I do think data is more important than error code.  Do you think if a 
512 bytes block is bad,
all bytes in the block should be thrown away while you could really get 
some bytes from it,
this might be very important to someone, such as a password or a bank 
account,  this
is just an example, whether filesystem works in this way is irrelevant.
While program continues to execute,  next read()/write() should return 
-1 and errno will be
set, I think both socket and pipe already work in this way, it is 
dofileread/dofilewrite have
made it not happen.

>> I have following patch to fix our code to be compatible with POSIX:
> ...
>
>> -current only resets error code to zero for short write when code is
>> ERESTART, EINTR or EWOULDBLOCK.
>> But this is incorrect, at least for pipe, when EPIPE is returned,
>> some bytes may have already been written.
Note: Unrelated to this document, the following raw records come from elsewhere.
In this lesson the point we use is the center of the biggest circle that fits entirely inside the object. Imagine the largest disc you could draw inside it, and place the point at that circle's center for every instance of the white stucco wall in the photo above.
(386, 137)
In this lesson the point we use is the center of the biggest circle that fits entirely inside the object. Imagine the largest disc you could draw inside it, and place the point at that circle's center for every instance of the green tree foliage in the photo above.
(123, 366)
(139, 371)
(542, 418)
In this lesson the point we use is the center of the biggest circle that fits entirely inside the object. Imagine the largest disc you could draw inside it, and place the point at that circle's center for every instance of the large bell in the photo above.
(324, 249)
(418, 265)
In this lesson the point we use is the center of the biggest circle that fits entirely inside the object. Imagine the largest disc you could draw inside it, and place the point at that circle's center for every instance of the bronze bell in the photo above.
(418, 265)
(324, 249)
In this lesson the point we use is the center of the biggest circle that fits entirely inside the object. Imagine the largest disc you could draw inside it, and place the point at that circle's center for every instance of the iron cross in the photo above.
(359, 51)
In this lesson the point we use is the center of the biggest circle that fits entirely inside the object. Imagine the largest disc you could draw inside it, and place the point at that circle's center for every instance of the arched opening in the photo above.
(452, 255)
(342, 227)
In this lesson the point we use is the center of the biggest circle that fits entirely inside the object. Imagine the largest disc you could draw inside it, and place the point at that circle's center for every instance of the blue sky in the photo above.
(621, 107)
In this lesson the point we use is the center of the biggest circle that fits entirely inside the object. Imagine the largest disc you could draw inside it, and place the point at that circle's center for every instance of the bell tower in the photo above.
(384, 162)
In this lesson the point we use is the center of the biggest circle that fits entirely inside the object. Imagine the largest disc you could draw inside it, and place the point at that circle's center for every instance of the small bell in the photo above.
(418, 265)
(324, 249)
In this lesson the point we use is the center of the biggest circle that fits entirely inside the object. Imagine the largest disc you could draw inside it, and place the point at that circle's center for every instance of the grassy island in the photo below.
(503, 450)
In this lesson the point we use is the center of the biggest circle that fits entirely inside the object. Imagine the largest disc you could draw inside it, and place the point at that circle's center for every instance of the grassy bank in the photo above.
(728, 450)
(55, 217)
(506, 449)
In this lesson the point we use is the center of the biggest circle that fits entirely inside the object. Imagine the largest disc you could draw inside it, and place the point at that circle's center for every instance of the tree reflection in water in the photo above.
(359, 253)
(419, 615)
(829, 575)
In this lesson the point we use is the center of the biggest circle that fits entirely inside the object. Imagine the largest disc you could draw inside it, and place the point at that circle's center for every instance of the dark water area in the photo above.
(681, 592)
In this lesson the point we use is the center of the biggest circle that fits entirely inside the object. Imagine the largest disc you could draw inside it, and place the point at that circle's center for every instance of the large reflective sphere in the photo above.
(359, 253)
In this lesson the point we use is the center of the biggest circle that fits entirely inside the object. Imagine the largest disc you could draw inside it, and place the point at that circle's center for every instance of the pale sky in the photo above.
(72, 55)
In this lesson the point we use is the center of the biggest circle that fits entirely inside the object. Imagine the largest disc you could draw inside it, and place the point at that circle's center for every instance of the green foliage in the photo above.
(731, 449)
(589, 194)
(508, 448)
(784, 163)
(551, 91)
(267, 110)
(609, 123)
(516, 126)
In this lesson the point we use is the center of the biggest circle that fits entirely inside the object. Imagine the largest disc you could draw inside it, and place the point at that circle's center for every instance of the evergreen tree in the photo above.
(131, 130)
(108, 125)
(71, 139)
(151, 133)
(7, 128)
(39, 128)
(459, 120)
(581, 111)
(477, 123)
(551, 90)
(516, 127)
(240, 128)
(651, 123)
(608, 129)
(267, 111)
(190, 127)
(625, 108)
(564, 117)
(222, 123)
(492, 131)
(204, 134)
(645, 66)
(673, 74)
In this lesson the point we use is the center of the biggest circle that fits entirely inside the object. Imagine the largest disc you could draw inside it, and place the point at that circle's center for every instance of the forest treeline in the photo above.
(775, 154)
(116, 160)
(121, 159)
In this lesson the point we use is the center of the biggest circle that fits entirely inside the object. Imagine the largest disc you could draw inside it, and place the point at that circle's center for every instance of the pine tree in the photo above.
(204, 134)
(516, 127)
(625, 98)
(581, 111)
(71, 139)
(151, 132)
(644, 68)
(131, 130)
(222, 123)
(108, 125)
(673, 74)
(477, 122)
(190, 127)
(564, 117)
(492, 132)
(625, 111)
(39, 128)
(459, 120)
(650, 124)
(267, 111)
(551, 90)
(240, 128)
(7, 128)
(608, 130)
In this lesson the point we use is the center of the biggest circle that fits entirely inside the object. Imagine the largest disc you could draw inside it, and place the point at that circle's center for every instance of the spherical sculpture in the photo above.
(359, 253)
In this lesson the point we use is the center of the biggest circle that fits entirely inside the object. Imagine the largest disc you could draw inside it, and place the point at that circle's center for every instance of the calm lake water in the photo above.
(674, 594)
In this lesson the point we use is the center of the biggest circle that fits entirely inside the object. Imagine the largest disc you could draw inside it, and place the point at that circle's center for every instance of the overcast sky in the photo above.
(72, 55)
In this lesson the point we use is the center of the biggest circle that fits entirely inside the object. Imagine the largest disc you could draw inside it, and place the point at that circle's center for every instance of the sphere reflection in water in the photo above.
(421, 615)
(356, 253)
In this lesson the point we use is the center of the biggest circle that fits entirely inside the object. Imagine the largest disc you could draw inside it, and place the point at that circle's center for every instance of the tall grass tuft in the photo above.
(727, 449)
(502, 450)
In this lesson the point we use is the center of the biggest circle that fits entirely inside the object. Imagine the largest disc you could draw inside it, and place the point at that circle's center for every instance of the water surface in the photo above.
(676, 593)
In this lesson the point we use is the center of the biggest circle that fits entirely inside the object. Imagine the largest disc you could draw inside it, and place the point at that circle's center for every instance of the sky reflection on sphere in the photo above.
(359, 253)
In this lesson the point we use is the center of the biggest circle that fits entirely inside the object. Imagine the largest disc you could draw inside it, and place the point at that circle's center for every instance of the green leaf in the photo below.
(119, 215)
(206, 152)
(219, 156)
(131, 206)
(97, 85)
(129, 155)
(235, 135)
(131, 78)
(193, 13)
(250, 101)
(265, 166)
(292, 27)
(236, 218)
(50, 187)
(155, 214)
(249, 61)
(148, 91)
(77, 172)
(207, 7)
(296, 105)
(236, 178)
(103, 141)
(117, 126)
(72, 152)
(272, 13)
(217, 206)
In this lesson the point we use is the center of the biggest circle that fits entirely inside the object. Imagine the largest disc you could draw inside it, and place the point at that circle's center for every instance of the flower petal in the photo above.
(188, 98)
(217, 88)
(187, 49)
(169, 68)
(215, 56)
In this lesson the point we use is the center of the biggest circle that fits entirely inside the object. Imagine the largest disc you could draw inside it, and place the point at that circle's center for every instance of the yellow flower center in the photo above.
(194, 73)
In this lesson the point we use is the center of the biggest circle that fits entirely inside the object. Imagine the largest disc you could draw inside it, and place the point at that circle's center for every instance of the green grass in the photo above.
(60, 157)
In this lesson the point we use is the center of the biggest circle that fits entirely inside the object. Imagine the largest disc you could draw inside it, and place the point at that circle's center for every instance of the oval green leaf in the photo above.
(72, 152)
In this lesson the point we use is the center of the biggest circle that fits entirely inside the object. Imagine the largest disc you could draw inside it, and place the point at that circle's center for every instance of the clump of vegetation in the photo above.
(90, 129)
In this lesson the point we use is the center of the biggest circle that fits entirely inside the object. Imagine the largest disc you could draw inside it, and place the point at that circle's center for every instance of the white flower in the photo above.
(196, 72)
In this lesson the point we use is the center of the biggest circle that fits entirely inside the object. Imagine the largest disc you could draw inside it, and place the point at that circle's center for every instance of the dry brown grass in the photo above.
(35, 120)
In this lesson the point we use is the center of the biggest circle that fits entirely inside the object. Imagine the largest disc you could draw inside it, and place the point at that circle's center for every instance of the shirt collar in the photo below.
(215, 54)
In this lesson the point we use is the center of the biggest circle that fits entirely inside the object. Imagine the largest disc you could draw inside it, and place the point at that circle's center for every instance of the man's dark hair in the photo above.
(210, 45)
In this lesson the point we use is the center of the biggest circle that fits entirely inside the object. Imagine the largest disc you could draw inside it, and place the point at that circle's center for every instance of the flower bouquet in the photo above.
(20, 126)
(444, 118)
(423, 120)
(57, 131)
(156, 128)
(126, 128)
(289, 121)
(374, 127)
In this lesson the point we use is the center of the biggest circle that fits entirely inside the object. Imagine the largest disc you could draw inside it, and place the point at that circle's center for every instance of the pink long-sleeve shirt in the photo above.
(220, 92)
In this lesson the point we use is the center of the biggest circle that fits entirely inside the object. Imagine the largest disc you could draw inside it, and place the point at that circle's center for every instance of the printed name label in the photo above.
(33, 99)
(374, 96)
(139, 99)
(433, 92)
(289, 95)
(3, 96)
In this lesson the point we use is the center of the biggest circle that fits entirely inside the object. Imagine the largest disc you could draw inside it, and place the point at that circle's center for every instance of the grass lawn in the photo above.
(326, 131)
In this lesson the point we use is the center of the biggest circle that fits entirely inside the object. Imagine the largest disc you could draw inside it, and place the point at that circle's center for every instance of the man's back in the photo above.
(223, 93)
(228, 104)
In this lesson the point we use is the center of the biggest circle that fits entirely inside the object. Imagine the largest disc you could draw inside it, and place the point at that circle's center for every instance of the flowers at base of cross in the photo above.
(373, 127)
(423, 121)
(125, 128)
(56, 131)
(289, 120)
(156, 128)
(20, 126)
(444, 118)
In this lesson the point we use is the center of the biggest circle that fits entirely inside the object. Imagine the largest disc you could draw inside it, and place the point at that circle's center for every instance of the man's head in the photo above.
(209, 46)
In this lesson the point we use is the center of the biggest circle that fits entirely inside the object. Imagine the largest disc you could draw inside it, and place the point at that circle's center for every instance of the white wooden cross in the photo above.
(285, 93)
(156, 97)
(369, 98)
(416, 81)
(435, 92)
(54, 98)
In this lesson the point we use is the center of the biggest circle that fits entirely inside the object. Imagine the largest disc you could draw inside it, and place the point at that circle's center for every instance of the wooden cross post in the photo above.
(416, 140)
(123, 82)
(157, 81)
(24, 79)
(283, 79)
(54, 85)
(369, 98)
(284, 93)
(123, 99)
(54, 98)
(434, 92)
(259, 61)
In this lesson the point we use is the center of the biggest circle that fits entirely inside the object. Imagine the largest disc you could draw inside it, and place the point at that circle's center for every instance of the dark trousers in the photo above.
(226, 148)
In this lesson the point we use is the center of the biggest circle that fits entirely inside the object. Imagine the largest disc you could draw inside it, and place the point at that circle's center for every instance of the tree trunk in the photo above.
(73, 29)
For a named pipe, I may don't
>> care a reader is disappeared or not, because for named pipe, a new
>> reader can come in and talk with writer again,  so I need to know
>> how many bytes have been written, same is applied to reader, I don't
>> care writer is gone, it can come in again and talk with reader. So I
>> suggest to remove surplus code in -current's dofilewrite() and
>> dofileread().
> Then fix the pipe code, and not introduce the behaviour change for all
> file types ?
see above, I think data is more important than error code,  and next 
read/write will
get the error.

>> For EPIPE, We still deliver SIGPIPE to current thread, but returns
>> actually bytes written.
> And this sounds wrong. I think that fixing the code for pipes would also
> semi-magically makes this correct.